Este é um preço único para todas as ilhas dos Açores, não havendo alternativas.
Começam a surgir preços de frota, para empresas que assegurem um consumo mínimo mensal de alguns milhares de litros.
EM ESPANHA
Essa poupança será ainda maior se optasse por abastecer em Espanha, onde os postos fronteiriços fornecem aos condutores portugueses o mesmo combustível, com a mesma qualidade, a preços bem mais convidativos.

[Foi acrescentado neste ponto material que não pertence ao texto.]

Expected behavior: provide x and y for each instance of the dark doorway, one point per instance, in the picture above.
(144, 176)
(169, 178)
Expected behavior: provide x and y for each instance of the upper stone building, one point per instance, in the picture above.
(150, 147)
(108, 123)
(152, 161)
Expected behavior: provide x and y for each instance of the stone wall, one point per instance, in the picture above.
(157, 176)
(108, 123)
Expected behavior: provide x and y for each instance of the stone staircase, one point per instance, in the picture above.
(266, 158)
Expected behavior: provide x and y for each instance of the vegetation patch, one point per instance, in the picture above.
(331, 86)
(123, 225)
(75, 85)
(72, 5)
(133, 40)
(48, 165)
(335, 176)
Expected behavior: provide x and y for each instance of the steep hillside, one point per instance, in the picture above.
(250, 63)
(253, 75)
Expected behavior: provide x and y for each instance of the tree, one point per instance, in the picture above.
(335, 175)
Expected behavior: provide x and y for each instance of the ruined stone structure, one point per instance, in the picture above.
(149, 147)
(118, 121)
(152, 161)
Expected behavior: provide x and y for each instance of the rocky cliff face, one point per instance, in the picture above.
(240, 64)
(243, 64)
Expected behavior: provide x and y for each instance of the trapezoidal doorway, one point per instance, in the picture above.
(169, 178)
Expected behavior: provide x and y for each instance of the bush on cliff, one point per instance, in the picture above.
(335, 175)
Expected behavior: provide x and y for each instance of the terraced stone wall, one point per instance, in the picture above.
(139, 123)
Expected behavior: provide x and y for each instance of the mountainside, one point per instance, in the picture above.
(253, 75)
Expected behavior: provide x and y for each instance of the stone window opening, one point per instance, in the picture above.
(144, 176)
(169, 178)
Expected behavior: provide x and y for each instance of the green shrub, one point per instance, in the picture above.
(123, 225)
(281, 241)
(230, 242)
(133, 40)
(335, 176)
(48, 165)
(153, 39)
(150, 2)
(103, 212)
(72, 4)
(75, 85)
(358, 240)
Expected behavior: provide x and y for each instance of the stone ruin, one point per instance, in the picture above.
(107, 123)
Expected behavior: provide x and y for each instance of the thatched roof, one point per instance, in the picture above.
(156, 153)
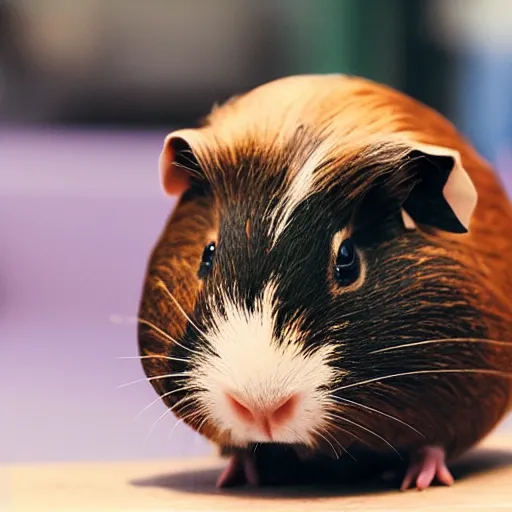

Esta é uma prática corrente, pelo menos para quem vive a menos de 50 quilómetros da fronteira, que assim opta por “oferecer” a Espanha os nossos impostos.
Nos consumos de electricidade e de gás, há muito que Portugal continua a perder terreno, designadamente nos grandes consumidores da indústria, da hotelaria e demais actividades económicas.
Será caso para dizer ao Ministro das Finanças que, “quem tudo quer, tudo perde” tal é exagero da carga fiscal, em que mais de metade do preço que pagamos por cada litro de combustível, vai para o Estado, sob a forma de impostos.
Na gasolina 62% do preço ao público são impostos, e no gasóleo 50% são impostos, que revertem a favor do estado… isto, já para não referir os impostos que aplicam no sector automóvel.
ALTERNATIVAS
Acresce ainda que nos Açores não temos as alternativas que existem no Continente, seja nos combustíveis alternativos como o GPL, Gás natural ou Biodiesel, seja com a revolução em curso e futura dos híbridos e dos veículos eléctricos.
CONCLUSÃO
Todos nós sabemos que nos Açores existem encargos acrescidos com os transportes marítimos Continente – Açores, e depois na distribuição inter-ilhas, para além do esforço com a uniformidade do preço final ao consumidor, igual em todas as ilhas.
Também sabíamos que o diferencial entre os preços praticados na Região e no Continente já foi maior, embora nos restasse a consolação que, mesmo assim, ainda pagávamos menos qualquer coisita do que os nossos irmãos continentais.
O que não sabíamos é que essa diferença, para além de ter vindo a diminuir, já foi invertida, ou seja, os açorianos já pagam mais pelo litro do combustível do que os continentais.
Este facto é tanto mais grave, quando a informação que passa e é vinculada pelos organismos oficiais é inversa, ou seja, estamos perante uma propaganda politica enganadora e lesiva dos reais interesses dos açorianos.
Mais grave ainda é que, aplicado este raciocínio às empresas regionais, a sua competitividade interna e externa diminui a olhos vistos, numa altura em que se exige mais agressividade às nossas empresas para vencerem esta crise global
Este agravamento do preço talvez passe um pouco ao lado da maioria dos consumidores finais, mas começa a afectar as empresas açorianas que, em vez de se aproximarem da Europa, se vêem progressivamente mais afastadas dos centros europeus, produzindo mais caro, logo, perdendo quota de mercado.
Conclui-se, e assim se prova que, nesta matéria, o Governo dos Açores tem vindo a desleixar a sua intervenção social.